И считая, по-видимому, эту тему исчерпанной, легонько пристукнул ладонью по столу.
Но Иннокентьев не вставал, он знал, что должен что-то ответить на невысказанный вопрос Помазнева, хотя тот и оставляет за ним право промолчать.
И он решил промолчать — чего уж там, и так все ясно, и не он, а Помазнев своим предложением поставил точки над «и» и подвел черту под всем этим делом со «Стоп-кадром», а значит, и под его, Иннокентьева, письмом по начальству. Само предложение насчет командировки в Париж и есть, собственно, окончательный ответ на все вопросы, говорить об этом уже не было никакого смысла.
И как бы согласившись в этом с Иннокентьевым, Помазнев взглянул на часы на запястье, жестом попросил извинения, нажал клавишу, напомнил секретарше:
— Елена Владимировна, вы не забыли о Праге?
Разговор был окончен, все сказано, итоги подбиты.
И тут Иннокентьев вдруг так ясно представил себе, чего именно ждал от него Помазнев и что наверняка хотел от него услышать, что ему даже показалось, будто он въявь слышит собственный голос:
«Никуда я не поеду, Дима, не приму я ни от тебя, ни от кого угодно этой подачки, как ни называй ее — трубкой мира или тридцатью сребрениками. Я ввязался в это дело по собственной воле, никто за рукав не тянул, и хоть проку лично мне от этого никакого, но есть вещи, за которые человек должен драться, даже если он наперед знает, что из этого ничего не получится. Стоять до конца, если не хочет плюнуть самому себе в рожу. И уж, во всяком случае, не снимать пенки с чужой беды. Не в Дыбасове и не в Ремезове дело, речь уже о другом. И ты это понимаешь не хуже моего, верно?»
На что Помазнев — Иннокентьев и это как бы услышал совершенно явственно — должен был бы ему ответить:
«Понимаю, хоть и, положа руку на сердце, не знаю, как бы я сам поступил на твоем месте. Хотелось бы думать, что так же, не зря же мы с тобой знаем, что такое честный спорт, честная мужская игра. Собственно, этого-то я от тебя и ждал, ты прав. А как из этой заварухи нам с тобой выйти целыми и невредимыми… вот этого я, по правде сказать, не знаю. Но если уж на то пошло…»
«На то, Дима, на то, — должен был бы в свою очередь ответить ему Иннокентьев, — и не так-то я прост, чтобы от меня можно было откупиться даже командировкой в Париж. Дело сделано, Дима, но мавру не к лицу уходить несолоно хлебавши. Согласись я, ты бы первый был вправе не подать мне руки. А ведь мы когда-то играли в паре…»
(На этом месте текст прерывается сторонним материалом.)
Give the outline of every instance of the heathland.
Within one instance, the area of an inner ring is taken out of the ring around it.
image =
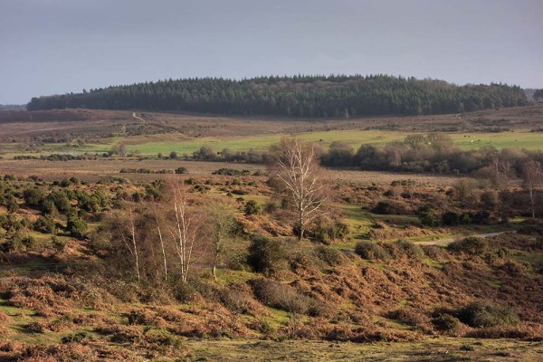
[[[0,112],[0,359],[537,361],[543,106],[348,113]]]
На что Помазнев подал бы ему руку и они обменялись бы крепким рукопожатием.
Но ничего этого Иннокентьев не сказал, ничего в ответ на несказанное не услышал.
Надо было уходить. Иннокентьев встал.
Поднялся и Помазнев, протянул через стол руку.
— Извини, Боря, дела-делишки. Зайди к Дерегину, договорись обо всем. А перед отъездом мы еще успеем обсудить с тобой все детально.